Saira Sherjan was starting to look at Carole rather curiously. Casual conversation seemed to be transforming into interrogation. “She didn’t leave the house all night,” she replied almost brusquely.

No power on earth could have stopped Carole from asking the next question. “And was Ricky there all the time as well?”

“No,” said Saira Sherjan. “He went out a few times.”

Twenty-Two

“But Saira had no reason to lie,” protested Carole, irritated to find Jude in one of her rare nit-picking devil’s advocate moods.

“No reason that we know of.”

“What do you mean by that?”

“Simply that neither of us knows Saira that well. She may have history with the Le Bonniers about which we have no idea. She could have been another of Lola’s Cambridge contemporaries…or one of Ricky’s many flings with younger women.”

“Well, the way she talked about the birth of those Dalmatian puppies, I believed every word she said.”

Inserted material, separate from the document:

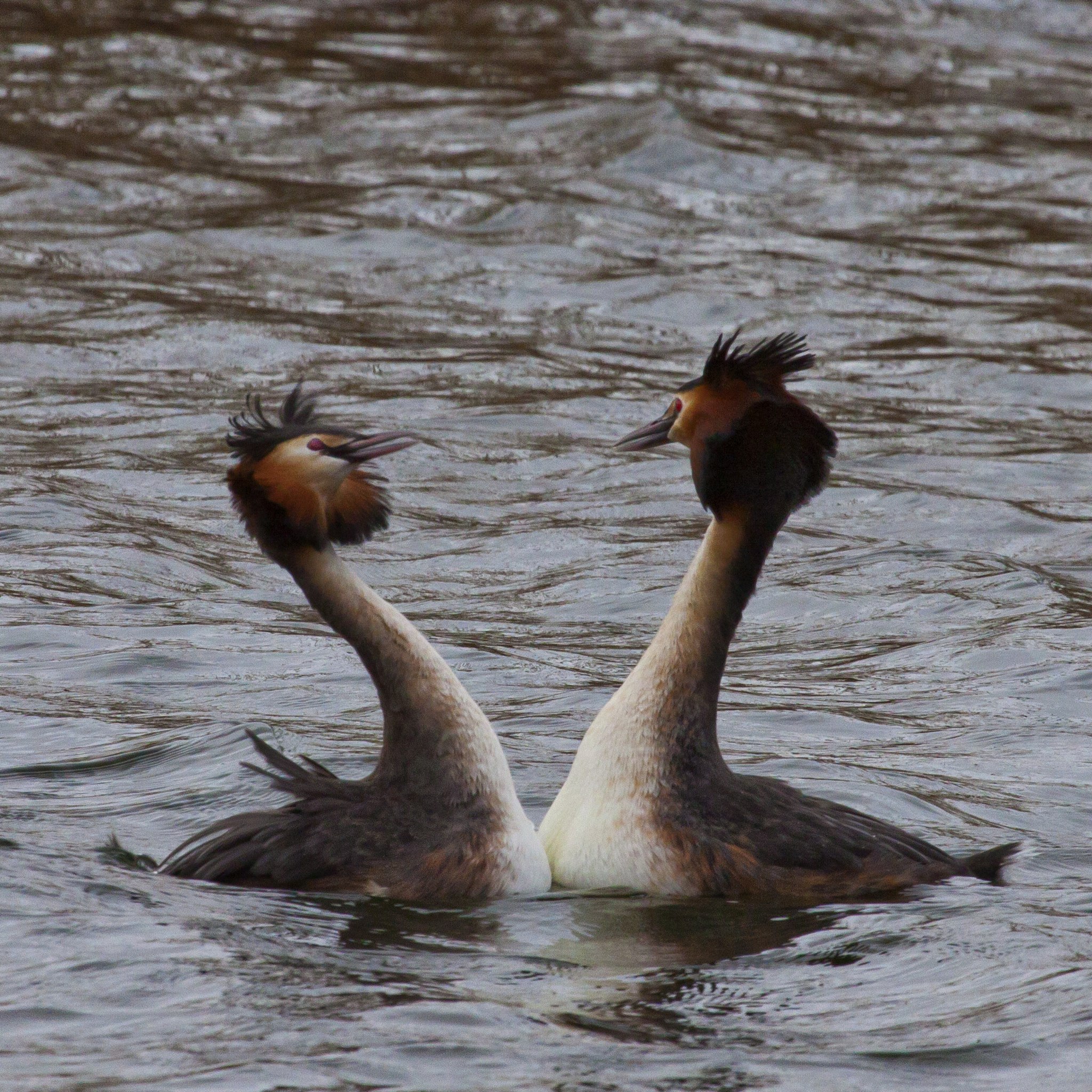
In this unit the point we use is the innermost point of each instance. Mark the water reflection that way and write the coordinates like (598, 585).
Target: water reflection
(503, 224)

Jude grinned. “You’re probably right.”

“I’m sure I am.” Carole was feeling irritable. Partly she was hungry. In the panic of Gulliver’s injury and the rush to the vet’s, she’d missed lunch and the sugar from the buttered teacake she was eating in the sitting room of High Tor hadn’t yet got into her system. Also, though she would never have admitted it even to Jude, she was uncomfortably aware of Gulliver’s absence. More than that, she was actually worried about him. However minor the operation, he was having a general anaesthetic. And anaesthetics could go wrong with dogs just as they could with humans. She couldn’t wait till ten o’clock tomorrow morning when she was due to go back into Fedborough to collect him.